The flame was put out before it got to my mouth, but still, as a person who is afraid of fire, this was a risky dining venture. When in Greece…
Except I wasn’t technically in Greece. Opa! is the first Greek restaurant I’ve been to since moving to Astoria, so how else to celebrate but by ordering the cheese soaked in brandy and lit on fire?
No other way. Clearly.
While it was a daring delicacy choice, the dinner itself made me realize how close to the traditional line in life I really walk. Sometimes, while reading through people’s online dating profiles or listening to conversations at work, I find myself thinking how “weird” I am–how I don’t exactly fit into the stereotypes you might think upon first glance. But then, after eating a meal with someone studying Anthropology and spouting off lines about gay people and poly people and all of these people who most definitely do not fit the standard way of living that has been defined over the past centuries and is only now starting to bend slightly, I understand just how “normal” I am.

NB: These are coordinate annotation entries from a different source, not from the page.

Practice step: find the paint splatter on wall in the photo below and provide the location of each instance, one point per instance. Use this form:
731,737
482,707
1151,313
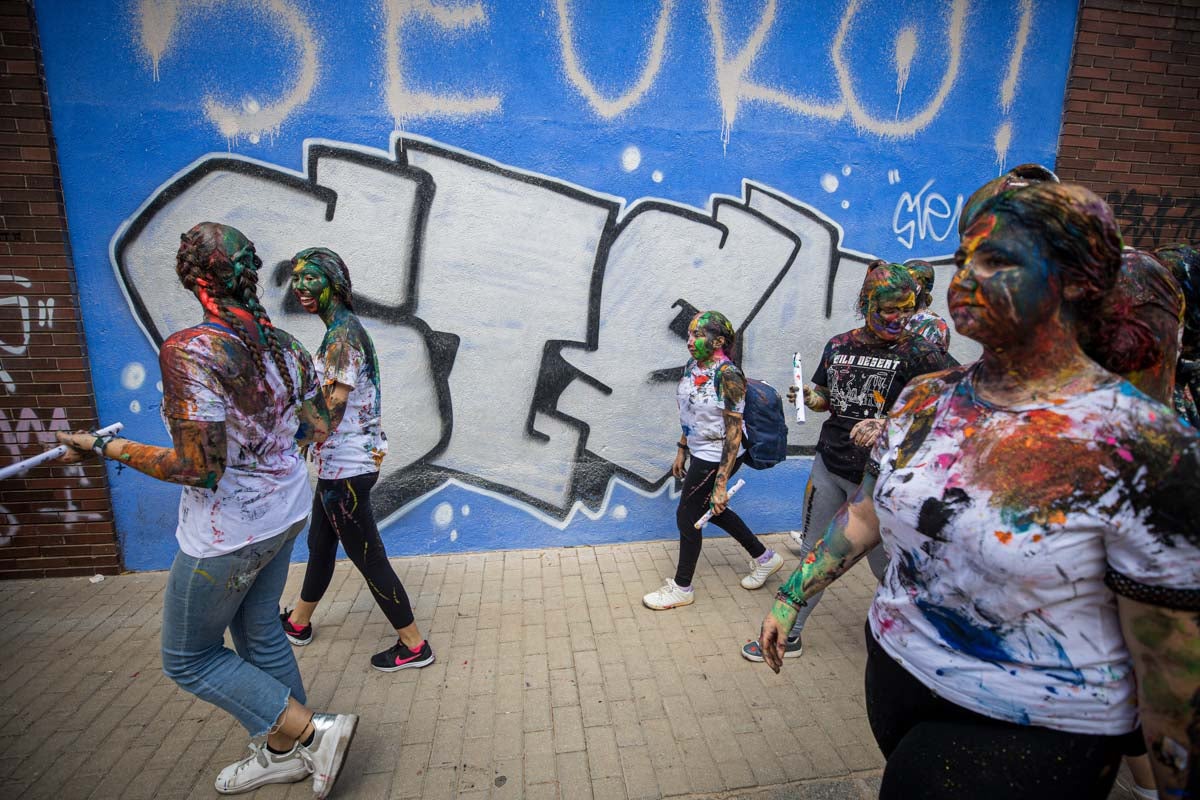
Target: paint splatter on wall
532,196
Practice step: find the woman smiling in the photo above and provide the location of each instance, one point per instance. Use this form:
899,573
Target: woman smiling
1043,545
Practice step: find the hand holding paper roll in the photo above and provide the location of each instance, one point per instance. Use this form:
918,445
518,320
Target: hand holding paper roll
708,515
798,382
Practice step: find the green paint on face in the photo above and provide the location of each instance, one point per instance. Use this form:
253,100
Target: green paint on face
312,288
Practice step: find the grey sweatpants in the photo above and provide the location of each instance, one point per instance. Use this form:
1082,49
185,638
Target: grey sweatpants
825,494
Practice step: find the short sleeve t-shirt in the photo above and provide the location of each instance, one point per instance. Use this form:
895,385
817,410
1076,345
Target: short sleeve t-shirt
931,328
864,378
1000,524
209,376
702,403
347,355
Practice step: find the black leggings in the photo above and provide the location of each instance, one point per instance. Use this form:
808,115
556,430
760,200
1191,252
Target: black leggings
341,510
937,750
697,489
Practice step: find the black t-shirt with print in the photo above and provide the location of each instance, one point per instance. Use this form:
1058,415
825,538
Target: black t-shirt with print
864,378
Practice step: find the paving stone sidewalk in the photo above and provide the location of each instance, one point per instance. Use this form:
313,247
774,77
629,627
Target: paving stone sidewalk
552,680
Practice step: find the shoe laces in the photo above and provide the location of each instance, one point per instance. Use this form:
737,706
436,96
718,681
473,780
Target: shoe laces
259,755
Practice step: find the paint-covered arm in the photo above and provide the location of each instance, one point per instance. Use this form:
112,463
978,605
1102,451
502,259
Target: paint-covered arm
1165,647
196,458
853,531
315,422
733,390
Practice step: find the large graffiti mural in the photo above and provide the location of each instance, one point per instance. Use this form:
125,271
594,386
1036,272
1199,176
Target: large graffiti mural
533,198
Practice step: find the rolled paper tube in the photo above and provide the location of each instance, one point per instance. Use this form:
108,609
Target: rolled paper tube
798,382
708,515
12,470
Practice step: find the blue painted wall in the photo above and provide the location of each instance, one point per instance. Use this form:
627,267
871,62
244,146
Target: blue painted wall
529,194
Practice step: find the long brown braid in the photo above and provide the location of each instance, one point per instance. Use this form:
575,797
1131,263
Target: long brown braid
223,281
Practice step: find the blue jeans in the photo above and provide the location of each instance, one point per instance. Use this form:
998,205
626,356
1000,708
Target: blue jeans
239,591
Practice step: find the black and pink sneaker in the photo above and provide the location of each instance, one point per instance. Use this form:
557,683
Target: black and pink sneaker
297,636
399,656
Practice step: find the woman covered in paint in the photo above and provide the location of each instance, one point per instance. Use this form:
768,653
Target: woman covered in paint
1038,512
348,464
712,398
925,320
240,397
858,379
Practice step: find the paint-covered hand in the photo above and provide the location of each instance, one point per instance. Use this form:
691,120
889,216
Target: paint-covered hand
720,498
865,432
773,637
816,398
78,445
679,468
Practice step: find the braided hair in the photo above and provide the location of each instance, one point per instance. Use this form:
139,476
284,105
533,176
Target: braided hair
220,266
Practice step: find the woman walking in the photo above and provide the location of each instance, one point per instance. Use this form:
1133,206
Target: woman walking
861,374
712,398
1044,549
348,464
239,396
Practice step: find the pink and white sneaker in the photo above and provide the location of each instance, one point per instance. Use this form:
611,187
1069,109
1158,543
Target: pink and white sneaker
399,656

I want a boyfriend so I can eventually get married. I don’t know if I want kids, but I’d love a huge dog, and that would probably mean moving to a suburb. How much closer to typical American life can you get? This saddens me a little, because I’ve inadvertently worked so hard to escape the clichés, and yet, listening eagerly to a woman just past her teen years speak intelligently about why she “hates” straight people, it also makes me seem lucky. I don’t have to face the struggles people who have been born to live outside the mold do. The challenges in my life have been created mainly by my own choosing–I picked to move to NYC; I chose to not settle down right after college; I wanted to explore things and see where they led without a clear plan. While that makes me feel boring, it also makes me feel safe, and I can only imagine how awful it must feel to not have the comfort of knowing that if you really wanted to, you could fit into that dull stereotype fairly seamlessly. Lots of people don’t have that luxury.
But anyway. The flaming cheese–it was good, of course.